The experimental design is shown in Fig. 5i. A total of five experiments were performed. The results of another experiment are shown in Fig. 5j, k. a–d. Bioluminescence imaging of mice infused with the indicated cells. In c, quantitation of whole-body luminescence is shown below, along with the body weight of mice. In d, flow cytometric analysis of CD19 expression in KG1a cells is shown. (n = 7 per group in a; n = 4 per group in b; n = 5 per group in c and d). Data are expressed as mean ± s.e.m. P values were determined by two-tailed Welch’s t-test (a–d).
Extended Data Fig. 7 Modified KG2032 CAR T cells eradicated primary AML cells engrafted in immunodeficient mice.
The experimental design for a,b is shown in Fig. 5i. a. Bioluminescence imaging of mice infused with the indicated cells. Quantitation of whole-body luminescence is shown below, along with the body weight of mice (n = 5 per group). b. Human IFN-γ or mouse IL-6 levels in the serum of mice 1 day after infusion of unmodified or modified KG2032 CAR T cells (n = 5 per group). The experimental design for c and d is shown in Fig. 6d. c. Flow cytometric analysis of BM cells from mice transplanted with primary AML cells (UPN11) and then infused with either modified KG2032 CAR T cells or mock-transduced (control) T cells. Analysis was performed 31 d after transplantation of AML cells (n = 6 per group; a representative result for each group is shown in Fig. 6e). BM cells were aspirated from the tibia. Plots are pre-gated as PI−mTer119−mCD45− cells. AML cells were identified as mCD45−hCD3−hCD45+CD34+ cells. d. Flow cytometric analysis of BM cells in the 4 mice that survived 6 months after the infusion of modified KG2032 CAR T cells. The plots are pre-gated as PI−mTer119−mCD45− cells. In c and d, the experiment was performed with AML cells from a single patient (UPN11). In a and b, data are presented as means ± s.e.m. P values were determined by two-way ANOVA with the Bonferroni post hoc test (a) or two-tailed Welch’s t-test (b).

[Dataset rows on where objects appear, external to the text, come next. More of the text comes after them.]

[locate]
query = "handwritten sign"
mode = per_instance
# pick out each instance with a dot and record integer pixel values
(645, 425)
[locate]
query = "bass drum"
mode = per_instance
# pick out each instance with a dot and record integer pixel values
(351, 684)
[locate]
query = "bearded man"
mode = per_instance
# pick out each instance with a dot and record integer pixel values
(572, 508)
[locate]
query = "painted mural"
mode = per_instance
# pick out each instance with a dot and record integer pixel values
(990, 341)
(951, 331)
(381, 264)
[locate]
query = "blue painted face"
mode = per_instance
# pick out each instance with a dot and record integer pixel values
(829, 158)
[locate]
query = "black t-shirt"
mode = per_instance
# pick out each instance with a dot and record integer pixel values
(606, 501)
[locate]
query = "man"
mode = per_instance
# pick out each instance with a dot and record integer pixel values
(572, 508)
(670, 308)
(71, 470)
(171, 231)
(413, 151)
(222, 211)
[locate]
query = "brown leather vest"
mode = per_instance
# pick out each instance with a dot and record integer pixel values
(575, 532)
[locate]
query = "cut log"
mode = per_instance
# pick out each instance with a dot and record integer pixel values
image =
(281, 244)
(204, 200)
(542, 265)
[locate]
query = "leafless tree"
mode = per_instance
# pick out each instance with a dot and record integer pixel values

Extended Data Fig. 8 KG2032 CAR NK cells recognized and killed AML cells in vitro and in vivo.
a. CD107a degranulation measured by flow cytometry in CAR NK cells or control (non-transduced) NK cells upon co-culture with the indicated cells (n = 5 technical replicates from a single experiment). Experiments were performed with three different AML samples and those with two samples are shown. The result of the experiments with another AML sample is shown in Fig.7d. b. Cytotoxicity assay performed via flow cytometry. AML cells were co-cultured with either KG2032 CAR NK cells or control NK cells at an effector:target ratio of 3:1 for 48 h, and the percentages of AML cells were measured by staining with anti-CD34 or anti–CLL1 mAb. A single experiment was performed. Each combination of target and effector cells was tested in technical triplicate and one representative result is shown. c. 51Cr release assay to measure specific lysis of primary AML cells by KG2032 CAR NK cells or control NK cells (n = 5 technical replicates from a single experiment). E/T, effector/target. Experiments were performed with three different AML samples and those with two samples are shown. The result of the experiments with another AML sample is shown in Fig.7e. d, e. KG2032 CAR NK cells established from CB cells carrying KG2032-reactive HLA-DRB1 alleles. Data are representative of two independent experiments using different donors. d. Representative flow cytometric analysis of the expression of CD56, CD3, and CAR on KG2032 CAR NK cells. e. 51Cr release assay to measure specific lysis of the indicated target cells by KG2032 CAR NK cells shown in d or control NK cells (n = 3 technical replicates from a single experiment, repeated with similar results using different donors).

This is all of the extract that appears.